Recently as an interview question for an RF engineer job, I was asked the following question.
What are the dangers of having a local oscillator power level much higher than that of the RF power level during mixing?
I did not feel as though I had a great answer to this question. The main concerns I could think of are as follows and are based on Poser's Microwave Circuits equation for the output of a single-ended Schottky diode mixer; (using the small signal approximation) (13.100)
\$ i(t) = I_0 + G_d[v_{RF}(t)+v_{LO}(t) +\dfrac{G'_d}{2}[v_{RF}(t)+v_{LO}(t)]^2 + ... \$
\$ i(t) = I_0 + G_d[v_{RF}(t)+v_{LO}(t) + \dfrac{G'_d}{4}(V_{RF}^2(1+cos(2w_{RF}t))+V_{LO}^2(1+cos(2w_{LO}t)) + 2V_{RF}V_{LO}cos((w_{RF}-w_{LO})t) + 2V_{RF}V_{LO}cos((w_{RF}+w_{LO})t) \$
I understand for a balanced mixer some of these terms could be removed/problems alleviated.

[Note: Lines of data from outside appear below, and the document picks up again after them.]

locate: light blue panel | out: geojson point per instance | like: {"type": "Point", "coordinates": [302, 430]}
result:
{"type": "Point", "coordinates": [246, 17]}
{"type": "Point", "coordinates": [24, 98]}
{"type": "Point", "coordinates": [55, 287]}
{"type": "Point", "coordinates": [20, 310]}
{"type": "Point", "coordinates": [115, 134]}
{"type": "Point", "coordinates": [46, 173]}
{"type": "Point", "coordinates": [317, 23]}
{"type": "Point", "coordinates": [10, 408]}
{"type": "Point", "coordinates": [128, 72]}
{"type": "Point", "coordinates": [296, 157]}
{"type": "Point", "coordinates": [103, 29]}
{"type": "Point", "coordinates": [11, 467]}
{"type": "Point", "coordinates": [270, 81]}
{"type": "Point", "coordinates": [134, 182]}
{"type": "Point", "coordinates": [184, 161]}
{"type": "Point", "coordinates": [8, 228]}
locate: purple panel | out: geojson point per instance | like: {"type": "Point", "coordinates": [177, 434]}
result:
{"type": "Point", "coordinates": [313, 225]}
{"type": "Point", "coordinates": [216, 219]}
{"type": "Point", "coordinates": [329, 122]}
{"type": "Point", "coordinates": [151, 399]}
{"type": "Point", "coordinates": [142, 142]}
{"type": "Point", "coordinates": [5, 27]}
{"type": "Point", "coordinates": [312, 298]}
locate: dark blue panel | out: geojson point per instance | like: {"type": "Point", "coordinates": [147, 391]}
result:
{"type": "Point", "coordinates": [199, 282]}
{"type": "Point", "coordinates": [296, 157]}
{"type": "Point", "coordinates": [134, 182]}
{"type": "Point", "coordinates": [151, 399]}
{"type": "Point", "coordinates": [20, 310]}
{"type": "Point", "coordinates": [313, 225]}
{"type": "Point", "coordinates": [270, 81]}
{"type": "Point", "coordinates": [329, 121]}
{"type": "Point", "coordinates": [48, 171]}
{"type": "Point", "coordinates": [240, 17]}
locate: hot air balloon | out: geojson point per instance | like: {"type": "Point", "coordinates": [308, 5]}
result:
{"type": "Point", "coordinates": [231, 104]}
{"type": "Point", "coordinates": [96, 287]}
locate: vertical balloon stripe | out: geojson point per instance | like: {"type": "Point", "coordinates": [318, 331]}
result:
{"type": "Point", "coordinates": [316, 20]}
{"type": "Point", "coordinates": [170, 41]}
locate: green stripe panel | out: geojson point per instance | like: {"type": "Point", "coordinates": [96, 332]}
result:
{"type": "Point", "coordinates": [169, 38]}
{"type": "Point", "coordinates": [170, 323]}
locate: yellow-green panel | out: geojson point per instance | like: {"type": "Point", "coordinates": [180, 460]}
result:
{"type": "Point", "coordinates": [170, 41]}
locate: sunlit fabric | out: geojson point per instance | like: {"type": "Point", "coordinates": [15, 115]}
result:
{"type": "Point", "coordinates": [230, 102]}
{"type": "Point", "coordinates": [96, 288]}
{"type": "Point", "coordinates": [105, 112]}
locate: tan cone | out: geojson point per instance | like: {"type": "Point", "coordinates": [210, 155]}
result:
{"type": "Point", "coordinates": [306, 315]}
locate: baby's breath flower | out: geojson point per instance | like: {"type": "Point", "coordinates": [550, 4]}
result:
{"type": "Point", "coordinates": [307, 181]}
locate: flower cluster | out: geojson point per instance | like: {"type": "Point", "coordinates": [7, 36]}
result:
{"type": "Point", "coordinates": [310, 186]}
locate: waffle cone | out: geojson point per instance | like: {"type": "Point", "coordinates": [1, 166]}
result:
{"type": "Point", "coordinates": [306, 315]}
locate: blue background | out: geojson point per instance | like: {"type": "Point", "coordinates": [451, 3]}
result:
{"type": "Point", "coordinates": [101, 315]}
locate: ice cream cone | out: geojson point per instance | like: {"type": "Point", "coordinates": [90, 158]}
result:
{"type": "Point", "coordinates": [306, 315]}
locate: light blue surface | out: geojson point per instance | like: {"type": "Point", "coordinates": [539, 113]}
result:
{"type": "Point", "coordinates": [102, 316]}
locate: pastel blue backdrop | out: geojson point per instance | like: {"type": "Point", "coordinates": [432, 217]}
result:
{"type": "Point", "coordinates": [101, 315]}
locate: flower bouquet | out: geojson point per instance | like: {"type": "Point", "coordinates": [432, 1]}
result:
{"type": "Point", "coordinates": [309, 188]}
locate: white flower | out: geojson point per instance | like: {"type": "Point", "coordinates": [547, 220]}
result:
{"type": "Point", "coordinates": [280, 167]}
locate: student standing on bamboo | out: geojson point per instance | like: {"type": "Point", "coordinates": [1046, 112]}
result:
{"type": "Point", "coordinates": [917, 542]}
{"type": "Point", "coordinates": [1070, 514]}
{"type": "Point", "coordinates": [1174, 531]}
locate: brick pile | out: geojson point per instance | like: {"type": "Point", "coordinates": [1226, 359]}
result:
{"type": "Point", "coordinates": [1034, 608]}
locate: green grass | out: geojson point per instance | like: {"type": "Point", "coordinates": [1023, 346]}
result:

- Coupling from LO to RF input could lead to strong radiation of LO signal
- At the output of the mixer, there will be a term that is a copy of the LO signal. This term should be filtered out, but maybe if it's strong enough could still show up at the ADC
- There may also be terms that are the square voltage of the LO signal and with either 0 frequency (DC) or double the frequency of the LO. These terms also should be filtered out, but if strong enough, perhaps these components could also still overpower the RF signal after filtering. In the case of the DC component, it could also bias the diodes/transistors used
- In the case of unexpected components showing up in the signal, it could be possible for the ADC to be saturated/a loss in dynamic range
If anyone can think of additional possible answers or explain why mine are wrong, please do so.